Dzisiejsza jak i wczorajsza "zadyma" w Sejmie, którą - z racji posiadania dużej ilości wolnego czasu - obserwuję skłoniła mnie do następuących wniosków:
Po pierwsze: Głosując dwa lata temu na PO miałem nadzieję, że tej partii nie chodzi tylko i wyłącznie o stanowiska, ale o rzeczywistą naprawę Państwa. Byłem wówczas oburzony, że PiS-owi chodzi tylko i wyłącznie o tzw. "stołki" i o zawłaszczenie Państwa na bardzo szeroką skalę. Wydarzenia ostatnich dni skoniły mnie do refleksji, że PO działa tylko i wyłącznie na zasadzie: "im gorzej tym lepiej".
Po drugie: Jako jeden z pierwszych upadł wczoraj wniosek o debatę Sejmu nad nowelizacją Kodeksu Karnego, radykalnie zaostrzający kary za najcięższe przestępstwa. Minister Ziobro stwierdził wręcz, że powstał w tej sprawye swoisty "front obrony przestępców". Niestety, to tego faktu przyczyniła się również PO.
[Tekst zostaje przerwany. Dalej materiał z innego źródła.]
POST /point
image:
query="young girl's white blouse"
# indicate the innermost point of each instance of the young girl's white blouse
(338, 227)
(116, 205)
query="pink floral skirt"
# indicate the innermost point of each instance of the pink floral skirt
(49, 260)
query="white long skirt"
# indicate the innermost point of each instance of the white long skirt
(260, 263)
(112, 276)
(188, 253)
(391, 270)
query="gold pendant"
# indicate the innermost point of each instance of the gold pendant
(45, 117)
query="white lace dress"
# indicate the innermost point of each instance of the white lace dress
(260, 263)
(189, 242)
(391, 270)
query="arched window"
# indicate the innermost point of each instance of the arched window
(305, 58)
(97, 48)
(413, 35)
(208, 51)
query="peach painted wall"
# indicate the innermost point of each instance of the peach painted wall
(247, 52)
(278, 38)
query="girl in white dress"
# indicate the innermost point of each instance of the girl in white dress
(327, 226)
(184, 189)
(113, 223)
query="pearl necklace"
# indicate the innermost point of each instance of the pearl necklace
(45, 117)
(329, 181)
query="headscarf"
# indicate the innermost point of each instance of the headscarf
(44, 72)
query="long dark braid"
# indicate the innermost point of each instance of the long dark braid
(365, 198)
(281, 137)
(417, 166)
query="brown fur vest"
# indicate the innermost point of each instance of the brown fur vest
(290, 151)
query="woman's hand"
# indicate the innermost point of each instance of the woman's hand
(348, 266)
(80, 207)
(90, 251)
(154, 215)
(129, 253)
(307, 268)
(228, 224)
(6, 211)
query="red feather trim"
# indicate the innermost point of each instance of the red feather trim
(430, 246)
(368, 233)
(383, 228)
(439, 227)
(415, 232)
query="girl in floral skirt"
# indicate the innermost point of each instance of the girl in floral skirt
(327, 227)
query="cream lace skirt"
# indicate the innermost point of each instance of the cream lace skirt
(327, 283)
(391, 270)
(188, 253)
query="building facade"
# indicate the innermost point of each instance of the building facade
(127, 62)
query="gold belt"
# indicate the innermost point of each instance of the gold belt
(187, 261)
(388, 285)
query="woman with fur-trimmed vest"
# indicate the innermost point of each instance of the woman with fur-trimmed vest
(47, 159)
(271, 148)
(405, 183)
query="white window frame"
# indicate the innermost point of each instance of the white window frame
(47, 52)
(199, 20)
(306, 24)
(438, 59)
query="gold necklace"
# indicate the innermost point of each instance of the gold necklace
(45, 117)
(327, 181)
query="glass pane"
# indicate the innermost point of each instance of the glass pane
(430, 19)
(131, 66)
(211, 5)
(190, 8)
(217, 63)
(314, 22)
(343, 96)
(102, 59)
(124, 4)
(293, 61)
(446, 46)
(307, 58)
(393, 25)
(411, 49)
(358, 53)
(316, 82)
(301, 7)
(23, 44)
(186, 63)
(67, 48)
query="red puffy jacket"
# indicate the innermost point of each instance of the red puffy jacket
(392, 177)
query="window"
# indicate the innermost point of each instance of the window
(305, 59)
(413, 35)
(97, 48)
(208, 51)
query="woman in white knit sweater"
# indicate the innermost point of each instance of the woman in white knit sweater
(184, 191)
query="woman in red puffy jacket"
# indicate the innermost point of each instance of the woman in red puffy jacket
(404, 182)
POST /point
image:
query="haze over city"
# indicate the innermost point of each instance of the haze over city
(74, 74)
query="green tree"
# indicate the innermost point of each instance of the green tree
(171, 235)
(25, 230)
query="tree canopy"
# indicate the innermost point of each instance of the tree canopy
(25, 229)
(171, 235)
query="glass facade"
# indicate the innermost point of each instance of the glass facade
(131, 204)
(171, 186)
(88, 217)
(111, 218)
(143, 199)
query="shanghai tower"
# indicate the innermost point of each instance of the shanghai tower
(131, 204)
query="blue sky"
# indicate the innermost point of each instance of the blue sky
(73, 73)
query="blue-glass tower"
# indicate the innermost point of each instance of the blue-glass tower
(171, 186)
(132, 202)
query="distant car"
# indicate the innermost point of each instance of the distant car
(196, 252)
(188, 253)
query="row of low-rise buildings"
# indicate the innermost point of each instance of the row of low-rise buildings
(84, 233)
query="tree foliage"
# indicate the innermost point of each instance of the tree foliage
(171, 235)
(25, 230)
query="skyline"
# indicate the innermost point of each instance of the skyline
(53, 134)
Po trzecie: W czasie każdego z kryzysów PO ciągle chowała się w kąt, nie biorąc na siebie odpowiedzialności za bieg wydarzeń.
Po czwarte w końcu: w obecnej trudnej sytuacji PO nie jest stabilizatorem sytuacji ale również nakręca tę spiralę idąc ramię w ramię nie tylko z SLD ale również z partiami, które PO dotychczas zwalczała i wypominała PiSowi.